Protestiert hatten die Kläger zudem gegen die Art des Tunnels. Gewählt wurde ein „Absenkungstunnel“, der mit Bauteilen in einer Rinne am Meeresboden verlegt wird. Ein Bohrtunnel wäre zwar um ein Drittel teurer, aber umweltfreundlicher, so die Kläger. Allerdings, betonte das Gericht, habe es noch nie einen Bohrtunnel mit dieser Länge und diesem Wasserdruck gegeben.

Weder die ökologischen noch die ökonomischen Einwände hatten vor Gericht Erfolg

Auch die wirtschaftlichen Argumente des Nabu fanden bei den Leipziger Richtern kein Gehör. Der Verband hatte generell den Bedarf für den gigantischen Tunnel bestritten. Doch hier sah sich das Gericht an den deutsch-dänischen Staatsvertrag gebunden, der 2008 unterschrieben und 2009 ratifiziert wurde.

Dieser habe den Bedarf gesetzlich festgestellt. Dieser Bedarf sei auch nicht evident falsch, so Bier. Denn Maßstab könnten nicht die dicht befahrenen deutschen Autobahnen sein, sondern eher die Verkehrslagen im dünner besiedelten Skandinavien.

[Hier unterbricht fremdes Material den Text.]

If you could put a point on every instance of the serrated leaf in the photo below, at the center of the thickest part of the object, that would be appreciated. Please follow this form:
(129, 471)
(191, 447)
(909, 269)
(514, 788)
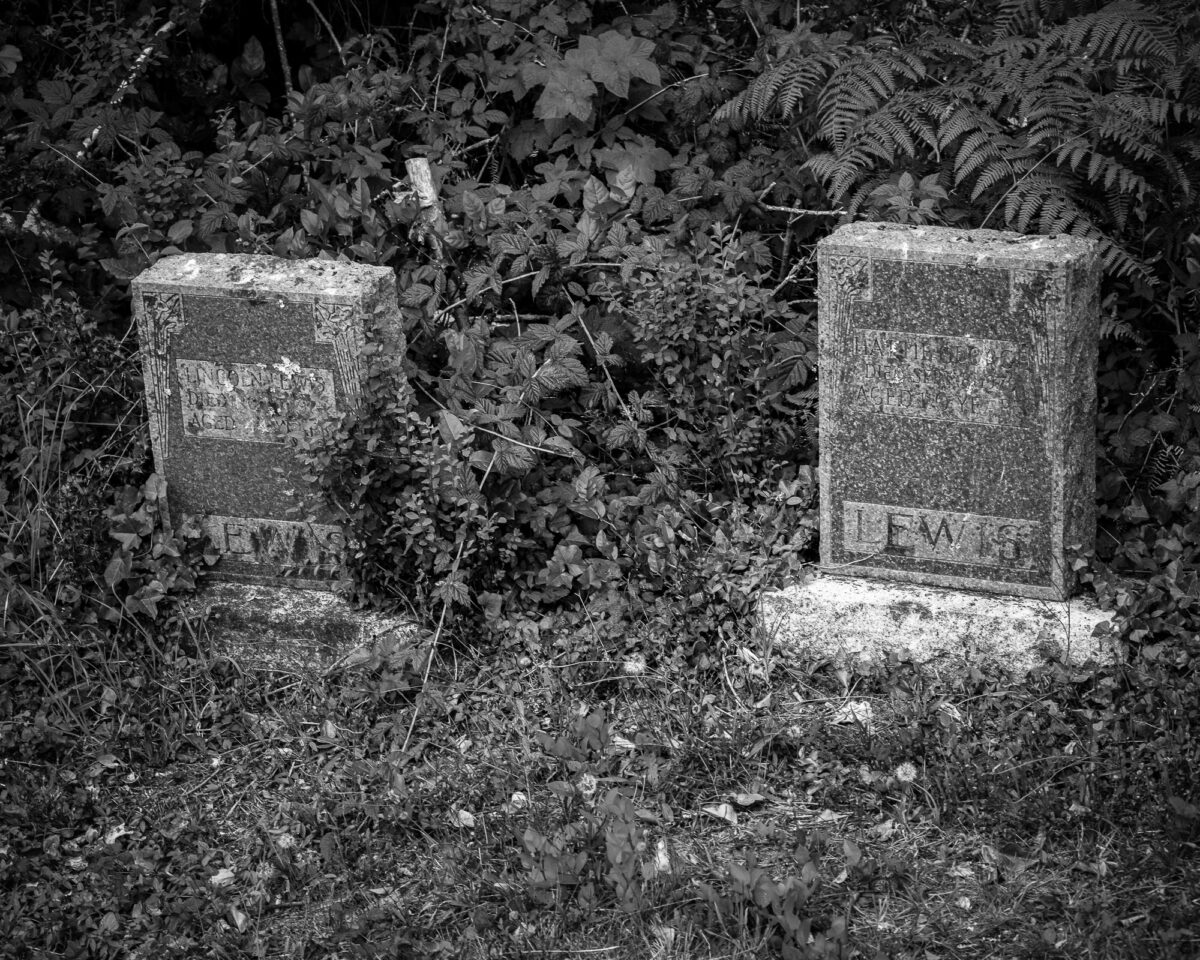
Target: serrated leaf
(310, 221)
(252, 60)
(568, 93)
(450, 426)
(613, 60)
(594, 193)
(473, 207)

Die Kläger monierten auch, dass die Planung in Deutschland schon begann, obwohl beim EU-Gericht (EuG) in Luxemburg noch Klagen gegen die dänischen Subventionen für das Projekt anhängig sind. Das Gericht sah darin aber kein Problem.

Manchen Klagen wurde schon vor dem Urteil abgeholfen. Das schleswig-holsteinische Landesverfassungsgericht forderte zwischenzeitlich die Landesregierung auf, der Stadt Fehmarn die künftig hohen Kosten für die Tunnelfeuerwehr zu erstatten.